More and more we are hearing stories from the frontline, from the unemployment line, from lines at food-banks and, from homes where seniors live. We are hearing about policies that thoughtlessly harm others and we ask - didn’t they even think about these people’s lives?

After living through 2020 – and face it, 2020 might just be a prologue to the book  “The Horrors of 2021” - we will never be the same and I suspect that what we want to read is forever changed. 

Literature changes because readers change. 

When I was a child, I would often rummage through my father’s extensive library. I remember some old books, where the room would be meticulously described, from the sun dappled curtains to the chair with slightly worn arms. These descriptions would often be a page long. I remember wondering if I was simply less observant than most people or if these descriptions were simply overdone. Being a curious child, I watched my friends and family carefully. I decided that none of them spent enough time observing to be able to write a page of details and that the people in these books had a different life, were different people or the author just made up stuff. I would still read some of those books but with a stern skim over the sun dappled this, the intricate patterns of that and any other such useless info. 

There are many takes on the immense suffering we have seen in 2020, but I suspect many readers will be drawn to different writers. Just as none of us have patience for a page long descriptions as characters enter a room, I believe we will have less patience for characters who wander the world doing things, noticing things but failing to empathize with people. Let’s face it, Sherlock Holmes was delightful, but who is going to write a book today where the characters notice the hair, that came from a rare species of cat, owned by only two families in the city, coupled with a smudge of brown dust from a particular type of stone, found in the statues of lions that sit by the doorway of one of those families? Yep. No one. Most of us read it, but we don’t write like that anymore. 

I think that many readers who have lived through this year - and the worse year that is coming - will demand characters with empathy. Not sympathy, but empathy. 

The definition of empathy is: the action of understanding, being aware of, being sensitive to, and vicariously experiencing the feelings, thoughts, and experience of another of either the past or present without having the feelings, thoughts, and experience fully communicated in an objectively explicit manner.

This stands in contrast to sympathy defined as: sympathy implies sharing (or having the capacity to share) the feelings of another, while empathy tends to be used to mean imagining, or having the capacity to imagine, feelings that one does not actually have.

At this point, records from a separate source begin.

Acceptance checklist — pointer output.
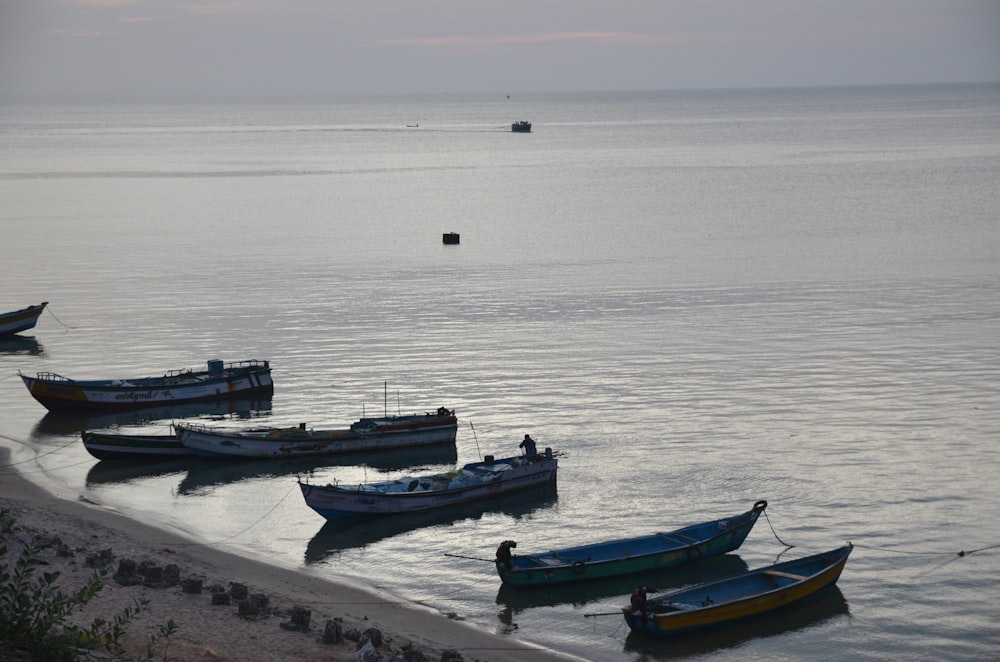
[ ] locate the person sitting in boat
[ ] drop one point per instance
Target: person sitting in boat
(529, 447)
(504, 555)
(639, 599)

If 2020 has made many of us yearn for anything, it is for people who have empathy and can imagine and feel what someone else is feeling - without having to be explicitly told and without having to have felt it themselves. Why? Because we are not all 90-year-old women, living alone in a care home, unable to see anyone. We are not all a single mother, with children to feed but with no money to feed them after we lost our job. We are not all ICU doctors, struggling to cope with losing patient after patient nor are we those who have to transport body after body to refrigerated trucks. We are not any of these people but we want someone, any one, to care about these people and tell us about them. 

What about sympathy – understanding the feelings that we actually have? This feels a little self-centred and, these days more than ever, the self-centred are at best unpopular and at worst, the villains of 2020: from anti-maskers to those who care only about staying in power.

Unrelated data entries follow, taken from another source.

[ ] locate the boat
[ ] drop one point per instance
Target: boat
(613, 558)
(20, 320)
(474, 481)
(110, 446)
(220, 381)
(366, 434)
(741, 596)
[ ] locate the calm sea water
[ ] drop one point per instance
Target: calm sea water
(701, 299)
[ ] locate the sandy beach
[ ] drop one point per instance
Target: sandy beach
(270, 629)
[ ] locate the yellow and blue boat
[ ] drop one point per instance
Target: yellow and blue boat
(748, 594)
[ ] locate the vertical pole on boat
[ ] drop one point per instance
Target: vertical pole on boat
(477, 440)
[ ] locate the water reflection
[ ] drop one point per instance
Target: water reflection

I suspect many of us, who read voraciously,  and who have lived through this time , will want books with more characters who understand and feel what others are feeling and put us in their shoes. Detective novels highlighting not merely action but also empathy might become much more popular. I suspect this is true for all types of writing, from news stories to medical writing. I suspect we might have had our fill of self-centred characters, and I also suspect that they will often be cast as villains because, goodness knows, it feels ugly now. I have found that news stories, articles and - one could argue - political choices seem to already incorporate empathy more than before this dreadful year.

One could argue that good writing has always put us in the shoes of others, immersing us in their worlds. Somewhat true - but it is about the weight one gives to certain things. Do we devote pages to describe a room when a character enters it? Not anymore. So writing may have many elements in common but weight given differs. Weighting empathy heavily would change what we read. 

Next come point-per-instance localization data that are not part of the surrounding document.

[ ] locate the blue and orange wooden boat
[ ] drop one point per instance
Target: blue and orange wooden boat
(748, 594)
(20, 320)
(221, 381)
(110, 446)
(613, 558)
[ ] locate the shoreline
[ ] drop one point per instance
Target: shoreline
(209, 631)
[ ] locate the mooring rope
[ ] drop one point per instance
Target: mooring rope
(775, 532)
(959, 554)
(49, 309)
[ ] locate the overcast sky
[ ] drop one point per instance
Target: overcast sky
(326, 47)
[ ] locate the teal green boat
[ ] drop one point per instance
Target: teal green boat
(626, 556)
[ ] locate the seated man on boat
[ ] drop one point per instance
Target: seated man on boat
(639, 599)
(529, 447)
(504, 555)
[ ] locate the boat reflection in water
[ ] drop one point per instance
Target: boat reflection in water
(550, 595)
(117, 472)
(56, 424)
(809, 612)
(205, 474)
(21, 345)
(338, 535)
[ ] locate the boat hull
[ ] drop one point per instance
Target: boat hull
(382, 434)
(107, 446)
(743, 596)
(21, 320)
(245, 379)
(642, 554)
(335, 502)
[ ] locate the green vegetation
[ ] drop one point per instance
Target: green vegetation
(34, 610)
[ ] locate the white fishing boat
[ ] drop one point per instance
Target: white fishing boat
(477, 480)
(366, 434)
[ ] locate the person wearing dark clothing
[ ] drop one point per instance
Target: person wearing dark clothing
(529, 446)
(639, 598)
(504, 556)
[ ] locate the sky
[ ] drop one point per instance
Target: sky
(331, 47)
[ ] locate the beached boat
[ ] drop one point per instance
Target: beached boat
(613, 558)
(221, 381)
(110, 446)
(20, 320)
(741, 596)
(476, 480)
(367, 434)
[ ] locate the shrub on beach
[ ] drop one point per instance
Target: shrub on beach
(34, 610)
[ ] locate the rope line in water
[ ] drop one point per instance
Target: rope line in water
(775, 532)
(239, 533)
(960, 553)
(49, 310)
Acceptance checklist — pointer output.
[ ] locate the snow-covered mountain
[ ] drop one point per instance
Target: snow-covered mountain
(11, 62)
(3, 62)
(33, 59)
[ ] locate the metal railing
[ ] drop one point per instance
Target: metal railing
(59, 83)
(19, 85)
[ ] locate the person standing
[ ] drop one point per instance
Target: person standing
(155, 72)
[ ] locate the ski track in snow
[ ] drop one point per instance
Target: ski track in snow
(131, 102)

This may just be my new perspective but I doubt it. However, from a personal point of view, I am eager to read the new types of articles, books and characters born from 2020. I also look forward to new ways of telling the news, writing medical articles - any type of writing that tries to reach people who have lived this terrible year and await, with some trepidation, the unveiling of 2021. 

Whatever happens with various forms of writing, I believe that there will be fundamental changes in what writers write and readers read because we will never be the same after 2020.

12 comments:

  1. Interesting blog- particularly if you think that we are what we read.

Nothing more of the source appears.